Читателю импонирует строгая простота всего, что написано Симоновым, идущая от той самой достоверности очевидца, о которой шла речь выше. Михаил Иванович Калинин, как известно, бывший тонким ценителем литературы, нашел очень верные слова, чтобы определить именно эти качества симоновской прозы: «Не знаю, читали ли вы последнюю статью Симонова «Дни и ночи». Я должен сказать, что она хорошо построена. Вообще его статьи дают реальную картину боев. В последней статье соблюдены все пропорции и соотношения. Статья написана сдержанно. С внешней стороны это как будто бы сухая хроникерская запись, а по существу — это работа художника, картина, долго незабываемая». Замечание Михаила Ивановича о пропорциях, как, впрочем и о сдержанности симоновской прозы, касается самого существа. Свои суждения Калинин высказал в речи, с которой выступил перед комсомольской аудиторией. Как свидетельствует Д. И. Ортенберг, за несколько дней до выступления Калинин позвонил ему, пытаясь установить, в какой мере все описанное Симоновым соответствует происшедшему, а когда узнал, что все описанное действительно было в жизни, чему и редактор, кстати говоря, был свидетель, заметно обрадовался, заметив: «Это хорошо». Калинин по-своему объяснил, почему ему пришлась по душе сдержанность симоновской прозы: «Жизнь стала суровой. Люди стали сосредоточеннее, задумчивее».

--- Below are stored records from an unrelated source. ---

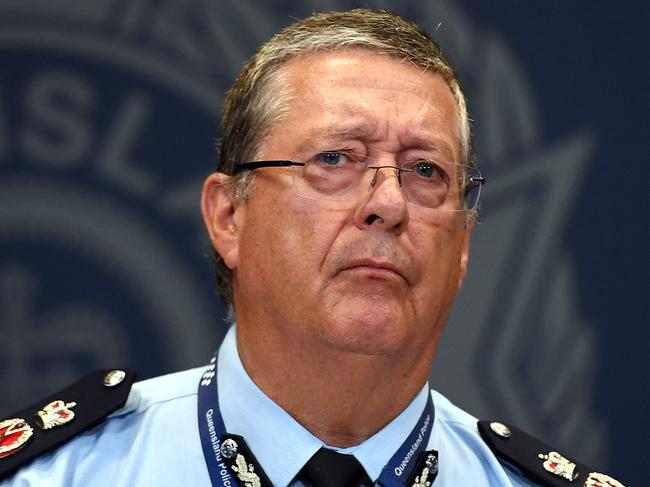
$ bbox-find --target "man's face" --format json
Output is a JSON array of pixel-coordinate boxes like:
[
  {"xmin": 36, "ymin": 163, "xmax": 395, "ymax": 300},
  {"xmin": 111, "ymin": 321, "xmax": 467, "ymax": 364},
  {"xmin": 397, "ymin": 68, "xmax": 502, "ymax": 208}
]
[{"xmin": 212, "ymin": 50, "xmax": 472, "ymax": 360}]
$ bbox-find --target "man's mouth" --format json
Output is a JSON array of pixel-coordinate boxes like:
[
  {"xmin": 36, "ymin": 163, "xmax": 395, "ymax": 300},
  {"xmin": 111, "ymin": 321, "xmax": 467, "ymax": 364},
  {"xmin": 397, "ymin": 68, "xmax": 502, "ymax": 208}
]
[{"xmin": 342, "ymin": 259, "xmax": 407, "ymax": 282}]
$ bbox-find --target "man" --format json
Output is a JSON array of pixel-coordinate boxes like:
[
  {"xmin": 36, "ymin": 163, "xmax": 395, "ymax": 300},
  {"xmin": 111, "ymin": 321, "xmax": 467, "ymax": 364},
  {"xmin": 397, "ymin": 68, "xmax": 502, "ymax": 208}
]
[{"xmin": 0, "ymin": 9, "xmax": 623, "ymax": 487}]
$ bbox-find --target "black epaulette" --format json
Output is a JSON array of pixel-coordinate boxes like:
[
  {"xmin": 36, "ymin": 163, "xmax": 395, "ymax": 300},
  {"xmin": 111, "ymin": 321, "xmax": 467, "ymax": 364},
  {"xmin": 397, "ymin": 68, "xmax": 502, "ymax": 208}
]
[
  {"xmin": 478, "ymin": 420, "xmax": 626, "ymax": 486},
  {"xmin": 0, "ymin": 369, "xmax": 136, "ymax": 481}
]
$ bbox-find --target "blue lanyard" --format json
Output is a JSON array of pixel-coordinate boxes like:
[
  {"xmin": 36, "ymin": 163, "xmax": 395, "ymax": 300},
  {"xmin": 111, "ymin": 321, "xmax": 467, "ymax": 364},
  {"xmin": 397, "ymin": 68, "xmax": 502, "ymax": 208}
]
[
  {"xmin": 197, "ymin": 353, "xmax": 435, "ymax": 487},
  {"xmin": 376, "ymin": 393, "xmax": 434, "ymax": 486},
  {"xmin": 197, "ymin": 355, "xmax": 238, "ymax": 487}
]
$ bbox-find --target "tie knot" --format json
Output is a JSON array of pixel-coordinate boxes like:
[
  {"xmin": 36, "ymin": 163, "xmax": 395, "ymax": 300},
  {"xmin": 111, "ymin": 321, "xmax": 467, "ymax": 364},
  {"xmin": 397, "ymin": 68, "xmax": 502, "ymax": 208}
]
[{"xmin": 299, "ymin": 448, "xmax": 370, "ymax": 487}]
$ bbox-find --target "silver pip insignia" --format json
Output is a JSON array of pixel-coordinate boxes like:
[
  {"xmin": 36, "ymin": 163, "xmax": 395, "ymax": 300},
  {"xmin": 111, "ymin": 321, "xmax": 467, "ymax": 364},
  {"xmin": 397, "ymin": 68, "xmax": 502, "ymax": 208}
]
[{"xmin": 584, "ymin": 471, "xmax": 625, "ymax": 487}]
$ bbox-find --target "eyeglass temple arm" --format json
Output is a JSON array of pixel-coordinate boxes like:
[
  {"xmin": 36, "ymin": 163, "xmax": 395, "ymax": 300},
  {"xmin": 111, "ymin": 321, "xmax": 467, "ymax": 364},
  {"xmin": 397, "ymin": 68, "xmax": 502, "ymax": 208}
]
[
  {"xmin": 469, "ymin": 176, "xmax": 486, "ymax": 185},
  {"xmin": 231, "ymin": 161, "xmax": 305, "ymax": 175}
]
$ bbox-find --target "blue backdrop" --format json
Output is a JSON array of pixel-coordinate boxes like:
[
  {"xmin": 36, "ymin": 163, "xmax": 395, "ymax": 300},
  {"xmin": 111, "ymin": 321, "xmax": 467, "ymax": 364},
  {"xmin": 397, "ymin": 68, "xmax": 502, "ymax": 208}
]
[{"xmin": 0, "ymin": 1, "xmax": 645, "ymax": 484}]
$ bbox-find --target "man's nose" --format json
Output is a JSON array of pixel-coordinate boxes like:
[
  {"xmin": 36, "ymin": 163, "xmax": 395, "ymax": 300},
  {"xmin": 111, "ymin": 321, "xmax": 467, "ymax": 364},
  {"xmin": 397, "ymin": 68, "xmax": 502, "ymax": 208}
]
[{"xmin": 353, "ymin": 166, "xmax": 409, "ymax": 232}]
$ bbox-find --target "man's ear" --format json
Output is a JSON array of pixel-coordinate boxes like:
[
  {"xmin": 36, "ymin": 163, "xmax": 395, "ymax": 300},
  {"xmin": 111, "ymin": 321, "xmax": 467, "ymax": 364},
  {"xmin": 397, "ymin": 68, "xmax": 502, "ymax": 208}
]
[
  {"xmin": 457, "ymin": 219, "xmax": 475, "ymax": 291},
  {"xmin": 201, "ymin": 173, "xmax": 241, "ymax": 270}
]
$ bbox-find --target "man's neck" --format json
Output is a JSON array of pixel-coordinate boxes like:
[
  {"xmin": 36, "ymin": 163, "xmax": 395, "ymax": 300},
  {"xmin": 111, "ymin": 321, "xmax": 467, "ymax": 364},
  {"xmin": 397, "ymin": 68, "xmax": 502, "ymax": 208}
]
[{"xmin": 235, "ymin": 324, "xmax": 434, "ymax": 448}]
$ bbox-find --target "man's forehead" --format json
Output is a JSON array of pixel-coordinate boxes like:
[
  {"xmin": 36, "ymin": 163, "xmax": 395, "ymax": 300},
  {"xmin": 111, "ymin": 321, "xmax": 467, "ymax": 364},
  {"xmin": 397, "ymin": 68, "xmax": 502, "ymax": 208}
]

Повторяю, наблюдения, которые сделал Калинин, точно определяют существо симоновской прозы, при этом удивительно верны в высказанном мнении акценты, касающиеся и читателя, и писателя. Калинин, разумеется, не хуже всех остальных понимал, что подчас и документальная проза не обходится без известной доли вымысла, но ему важно было установить, имеет ли это место теперь. В подтексте калининской реплики присутствовало мнение, как мне кажется, верное: вымысел должен иметь место лишь в крайнем случае, а лучше вообще обойтись без него. Калинина можно было понять: когда сами события имеют столь насущное значение, а народ в них в такой мере заинтересован, есть ли смысл расцвечивать их в очерке сомнительными красками вымысла?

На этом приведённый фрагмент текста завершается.